I assumed that it contained everything played on the record and the chord symbols were for rhythm guitar, the top staff was lead guitar, the middle one was other instruments and the bottom one was bass guitar. WRONG!!
Nobody told me they were just simplified piano arrangements. I couldn't read music at the time but I could work out the notes one by one from a school text book so I was completely baffled when trying to follow the song on paper while listening to the track. They hardly ever seemed to match up. I would hear a great guitar lick from Harrison but there was no sign of anything remotely similar on the page.
I learned later they are just piano arrangements and they were produced that way because, at the time piano was still considered the right way to present song arrangements. The fact that guitar had exploded onto the pop music scene and completely dominated it was lost on those publishers and professional transcribers from an earlier generation who seemed reluctant to accept the guitar as a proper instrument at all.
Guitarists had to make do with those simple little chord boxes at the top and be thankful for it. I also learned later that those chord shapes usually bear no resemblance to the shapes actually used.
Worse than that - songs would often appear in downright unfriendly keys, such as E flat, when they were actually in simple keys like D. (Apparantly E flat is a friendly key for pianists).
A lot has improved.
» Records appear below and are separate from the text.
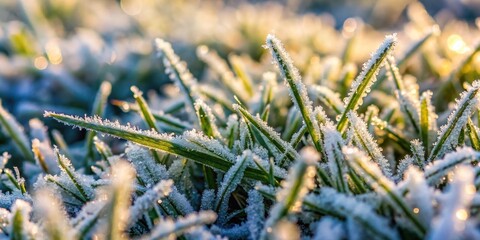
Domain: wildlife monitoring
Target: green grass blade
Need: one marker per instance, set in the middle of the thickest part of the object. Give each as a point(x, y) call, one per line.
point(473, 134)
point(157, 141)
point(298, 90)
point(372, 173)
point(97, 110)
point(365, 80)
point(13, 129)
point(178, 73)
point(456, 121)
point(270, 134)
At least now they tell you when it's a piano arrangement and don't just expect you to assume it.
If tab is provided then you know that it has been written especially for the guitar part and that's what you should play from if you just want the guitar part. But if you want to make your own arrangement of the whole song from whichever instruments are used, then transcribe the piano part - or at least a simplified version as the two handed piano part usually has more notes than you can manage on one guitar.
The chord boxes are just a simplified version of the harmonies of the music - ok for strumming along and singing but pretty useless for anything more elaborate - That's what the tab and notation are for.